The mouse models and biopsies of breast cancers of 20 women showed that chemo improves metastatic conditions at key tumor locations, according to the study in the journal Science Translational Medicine.

“Our finding that chemotherapy, when given in the setting of clinically active disease, may promote cancer cell dissemination is of major concern,” writes the team, from the Albert Einstein College of Medicine and the Montefiore Medical Center.

A crucial site called the tumor microenvironment of metastasis, TMEM, is the focus of the study. The TMEMs are described by the team as the locus of three kinds of cells that are a waystation for the spread of breast cancer.
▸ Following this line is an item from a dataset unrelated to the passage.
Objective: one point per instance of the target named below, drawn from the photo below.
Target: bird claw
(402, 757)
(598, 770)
The three are: an endothelial cell from a blood vessel, a Tie2-Hi perivascular macrophage immune cell linked to vascular growth, and a tumor cell producing high levels of the protein Mena that enhances a tumor’s spread.
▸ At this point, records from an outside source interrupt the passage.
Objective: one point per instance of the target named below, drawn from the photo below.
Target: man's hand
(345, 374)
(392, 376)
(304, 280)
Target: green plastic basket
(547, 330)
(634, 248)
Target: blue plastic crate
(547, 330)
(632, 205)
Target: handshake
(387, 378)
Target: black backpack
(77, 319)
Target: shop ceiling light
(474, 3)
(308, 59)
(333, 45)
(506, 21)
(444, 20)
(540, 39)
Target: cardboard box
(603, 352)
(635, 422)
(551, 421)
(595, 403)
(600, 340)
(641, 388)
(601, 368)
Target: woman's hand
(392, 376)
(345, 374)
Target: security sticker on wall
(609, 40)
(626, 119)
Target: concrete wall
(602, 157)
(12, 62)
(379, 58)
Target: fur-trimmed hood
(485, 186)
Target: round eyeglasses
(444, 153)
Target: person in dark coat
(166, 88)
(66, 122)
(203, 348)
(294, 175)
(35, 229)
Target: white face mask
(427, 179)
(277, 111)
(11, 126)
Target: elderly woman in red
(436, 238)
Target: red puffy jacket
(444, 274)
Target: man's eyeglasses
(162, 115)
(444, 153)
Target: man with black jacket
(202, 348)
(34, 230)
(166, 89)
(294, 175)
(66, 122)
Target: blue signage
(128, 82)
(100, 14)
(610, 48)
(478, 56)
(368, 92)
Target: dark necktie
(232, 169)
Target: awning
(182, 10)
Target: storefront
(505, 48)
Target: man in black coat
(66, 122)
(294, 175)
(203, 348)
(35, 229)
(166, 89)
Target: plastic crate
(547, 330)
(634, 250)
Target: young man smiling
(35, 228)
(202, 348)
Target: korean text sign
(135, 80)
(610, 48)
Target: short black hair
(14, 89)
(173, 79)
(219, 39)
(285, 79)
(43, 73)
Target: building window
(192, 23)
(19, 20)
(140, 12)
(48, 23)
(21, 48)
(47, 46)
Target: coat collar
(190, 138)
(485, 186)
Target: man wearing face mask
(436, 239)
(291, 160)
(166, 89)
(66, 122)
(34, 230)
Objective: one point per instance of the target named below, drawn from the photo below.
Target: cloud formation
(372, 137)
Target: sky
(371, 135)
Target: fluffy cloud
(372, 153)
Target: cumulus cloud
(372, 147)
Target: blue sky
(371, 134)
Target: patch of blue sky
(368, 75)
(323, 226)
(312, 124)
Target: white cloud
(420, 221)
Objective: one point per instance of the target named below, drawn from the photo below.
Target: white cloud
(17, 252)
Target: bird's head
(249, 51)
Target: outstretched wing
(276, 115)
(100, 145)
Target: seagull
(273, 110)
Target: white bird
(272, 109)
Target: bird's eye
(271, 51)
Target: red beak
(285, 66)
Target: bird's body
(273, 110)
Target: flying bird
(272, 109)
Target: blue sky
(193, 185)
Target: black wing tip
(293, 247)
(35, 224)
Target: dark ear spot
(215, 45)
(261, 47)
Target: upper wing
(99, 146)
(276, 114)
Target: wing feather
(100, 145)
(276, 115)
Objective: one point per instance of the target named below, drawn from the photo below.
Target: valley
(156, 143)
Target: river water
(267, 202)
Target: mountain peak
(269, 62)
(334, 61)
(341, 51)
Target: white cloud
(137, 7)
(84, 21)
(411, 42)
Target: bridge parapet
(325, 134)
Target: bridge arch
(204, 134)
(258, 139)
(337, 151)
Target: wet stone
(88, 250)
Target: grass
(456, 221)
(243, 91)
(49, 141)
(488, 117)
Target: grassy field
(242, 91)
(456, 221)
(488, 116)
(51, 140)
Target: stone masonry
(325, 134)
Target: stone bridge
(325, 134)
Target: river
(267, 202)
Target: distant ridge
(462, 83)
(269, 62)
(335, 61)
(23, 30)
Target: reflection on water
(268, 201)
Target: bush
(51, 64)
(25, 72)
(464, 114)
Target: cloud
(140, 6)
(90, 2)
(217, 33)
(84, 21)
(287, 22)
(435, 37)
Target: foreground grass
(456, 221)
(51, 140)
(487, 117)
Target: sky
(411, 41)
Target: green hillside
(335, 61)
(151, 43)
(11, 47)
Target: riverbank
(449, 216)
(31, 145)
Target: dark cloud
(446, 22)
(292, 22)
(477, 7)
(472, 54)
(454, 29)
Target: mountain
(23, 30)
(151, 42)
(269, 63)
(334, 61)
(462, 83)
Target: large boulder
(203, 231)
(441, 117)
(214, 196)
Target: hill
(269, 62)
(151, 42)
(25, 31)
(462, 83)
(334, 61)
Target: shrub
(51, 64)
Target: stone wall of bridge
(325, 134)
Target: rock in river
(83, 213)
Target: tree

Together, the three open a pathway to send even shrinking tumors a kind of lifeboat to other sites throughout the body, they report.

The study looked at three mouse models of breast tumors that had been treated with a chemo drug called paclitaxel. The chemotherapy increased TMEM “scores” by as much as a factor of three over the mice which did not undergo the treatment, they report. Similar increases in the metastatic risk were found with the chemo drugs doxorubicin plus cyclophosphamide, they add.

The TMEM sites were also investigated in biopsies from 20 women who had undergone chemo with the three drugs. The TMEM scores increased – and increased five-fold in five of the patients’ tumors, they write.

They also suggest a possible solution: a drug that inhibits Tie2 and essentially blocks the TMEM site dynamic. The drug is called rebastinib.

The two main Einstein authors of the latest study have a patent application pending that “covers methods of detecting and reducing chemotherapy-induced pro-metastatic changes in breast tumors,” the school said in a statement.